Much of the recent public scrutiny on Salinas Valley Memorial Hospital has focused on retired CEO Sam Downing’s $4 million retirement payout. But Assemblyman Luis Alejo (D-Watsonville) says the SVMH audit, which the state Joint Legislative Audit Committee approved at his request May 11, is about more than exorbitant executive pay.
“[Downing’s pay] raises a lot of questions, especially with layoffs and less services at the hospital,” Alejo says. “But what made the audit rise to the top of my priorities was the numerous complaints and inquiries by community members about the hospital’s finances and their relationship to the charitable organizations they’re contributing to.”
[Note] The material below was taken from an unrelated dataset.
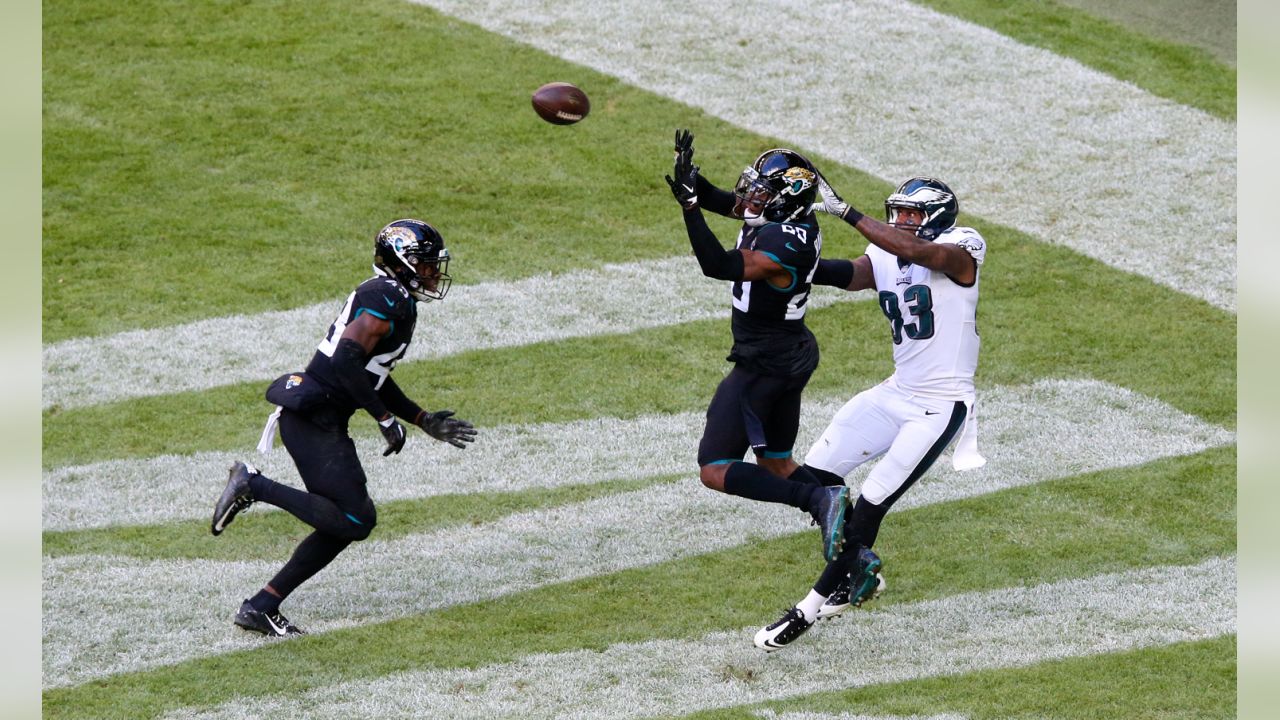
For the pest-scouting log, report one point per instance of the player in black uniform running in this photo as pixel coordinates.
(758, 404)
(351, 369)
The committee, which includes Assemblyman Bill Monning (D-Carmel), estimates the audit will cost $244,000 and 2,400 hours of work over the next six months. But Alejo notes that the money is part of the auditor’s budget, and contends that it’s a reasonable price to pay for the full disclosure and transparency SVMH hasn’t provided voluntarily.
“We needed definite answers about where the hospital’s money was going,” Alejo says. He expects the audit to answer a wide range of questions about SVMH operations, including revenue, expenditures and staff compensation practices.
The hospital’s board president, Jim Gattis, has publicly stated that SVMH welcomes the audit. But if that’s the case, Alejo asks, then why did SVMH hire a lobbyist at an expense of $25,000 to try and quash the audit in the days before the committee’s vote?
“I talked to [the lobbyist] the day before the hearing,” Alejo says. “The goal was to oppose the audit or narrow its scope.”
Not so, according to SVMH financial analyst Mike Profumo. “[The lobbyist’s] marching orders were not to help us get out of this audit,” he says.
Adds hospital spokesperson Adrienne Laurent: “We’d never been to Sacramento before. We had three days from the time we were notified and the time we had to be there, and needed someone who could tell our story.”
One of Alejo’s desired outcomes is legislation that would rein in pensions for executives of public entities like hospitals.
“Public pensions have come under scrutiny from voters and constituents, who say, ‘How can you justify multi-million-dollar pensions to CEOs resulting in less services at hospitals?’” Alejo says. He points to Downing’s receipt of a $900,000 supplemental pension upon retirement earlier this month, in addition to his $150,000 regular pension and his $668,000 annual salary.
A Los Angeles Times review of California hospital districts showed that Downing’s pay was higher than that of his colleagues at similar-sized hospitals.
But hospital officials say Downing’s compensation package is in line with national practice, and has nothing to do with SVMH’s current goal to reduce its staff by 150 full-time employees.
“[The hospital] has been paying into Downing’s retirement account for years,” Laurent says.
“Our commercial business is down 26 percent; that’s what’s driving our decisions,” Profumo adds.
Alejo, however, is convinced that there’s more to the story.
“Is there more money that is owed to outgoing executives?” he asks. “That’s one of many things I’m looking forward to finding out.”